Game review: Overcooked – whip up a storm in a virtual kitchen
Overcooked has the ingredients to make an instant multiplayer classic: cartoonish design, upbeat music, fantastically imaginative levels and brilliant co-op mode
Ghost Town Games
Hands up everyone who can’t stand Now TV’s ridiculous English-language scheduling? Seriously, why are there so many cooking shows? The whole Food Network obsession has been going on for a while now, but who’s watching them all? This aversion to everything related to cooking almost put me off Overcooked, but I’m glad I checked it out since it’s a great little local multiplayer game for the PC, PS4 and Xbox One.
There’s the story to begin with, a ridiculous send-up of convenient gaming plot devices: to appease a spaghetti monster who has taken over your home of Onion Town, you’re sent back in time to master the culinary arts and prepare for the inevitable massive feast of the future.

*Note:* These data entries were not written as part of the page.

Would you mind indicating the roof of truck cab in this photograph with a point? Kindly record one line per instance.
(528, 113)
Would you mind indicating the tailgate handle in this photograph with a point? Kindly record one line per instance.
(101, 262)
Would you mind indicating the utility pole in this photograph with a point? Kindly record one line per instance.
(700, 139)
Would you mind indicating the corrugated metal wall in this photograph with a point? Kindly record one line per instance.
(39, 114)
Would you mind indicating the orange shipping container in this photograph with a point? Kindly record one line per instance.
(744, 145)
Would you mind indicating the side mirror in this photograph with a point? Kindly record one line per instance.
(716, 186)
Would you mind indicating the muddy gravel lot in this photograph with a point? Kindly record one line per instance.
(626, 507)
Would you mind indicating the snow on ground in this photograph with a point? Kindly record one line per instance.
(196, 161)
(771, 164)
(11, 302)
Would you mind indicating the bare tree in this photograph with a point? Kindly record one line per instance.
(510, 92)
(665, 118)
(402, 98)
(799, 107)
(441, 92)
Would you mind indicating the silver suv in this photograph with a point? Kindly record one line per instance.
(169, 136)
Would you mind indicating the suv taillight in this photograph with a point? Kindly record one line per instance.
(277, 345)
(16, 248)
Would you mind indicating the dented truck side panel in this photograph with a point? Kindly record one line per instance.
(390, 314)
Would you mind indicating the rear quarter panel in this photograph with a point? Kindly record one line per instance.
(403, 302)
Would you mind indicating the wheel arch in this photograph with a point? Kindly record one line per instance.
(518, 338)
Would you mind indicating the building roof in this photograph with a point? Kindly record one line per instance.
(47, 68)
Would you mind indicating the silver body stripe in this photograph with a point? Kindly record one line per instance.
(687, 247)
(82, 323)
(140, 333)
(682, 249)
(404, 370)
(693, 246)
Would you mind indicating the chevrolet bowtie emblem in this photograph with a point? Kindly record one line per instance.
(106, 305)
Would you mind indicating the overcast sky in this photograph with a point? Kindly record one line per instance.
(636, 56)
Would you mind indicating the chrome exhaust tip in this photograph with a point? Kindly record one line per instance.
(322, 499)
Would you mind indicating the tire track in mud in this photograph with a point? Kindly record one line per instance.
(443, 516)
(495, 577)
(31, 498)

It’s a tongue-in-cheek excuse to set in motion some fast-paced gameplay, where you’re sent through a ridiculous set of top-down levels and, alongside three other chefs, are tasked with chaotically cooking up a storm.
But this is far from your standardised virtual kitchen – the levels are full of creative ideas, including cooking fish and chips on an Arctic glacier, pizza in a haunted house and a three-course meal on three moving trucks. And within that chaotic mix, a thousand things are constantly going wrong: dishes are forever piling up, a feeble racoon has fallen over holding a plate of fries, a fire has broken out over the fryer and the ginger cat is trying to put it out.
Overcooked takes all the now-comfortable cooking clichés and conventions – the chaotic Gordon Ramsay-like kitchen, the stressed-out chef with a hundred plates to prepare – and blows them out of proportion. And the best part of all that? You can’t help but keep coming back.
A large part of the game’s appeal is the brilliant multiplayer mode, in which you and your buddies have to work together in near-perfect unison to create exceedingly complicated dishes, while managing the non-stop disasters. None of it’s online and all of it is right in front of you, which either results in a round of fist-bumps after going through hell and back, or deafening shouting matches when it all falls apart. There’s a single-player mode here too, but you’d need mad speed to match it, and we just couldn’t.
Overcooked’s cartoonish designs, upbeat music, fantastically imaginative levels and simple but brilliant co-op mode all result in an instant multiplayer classic. It probably won’t stand the test of time, but it might distract from your girlfriend’s obsession with The Great British Bake-Off.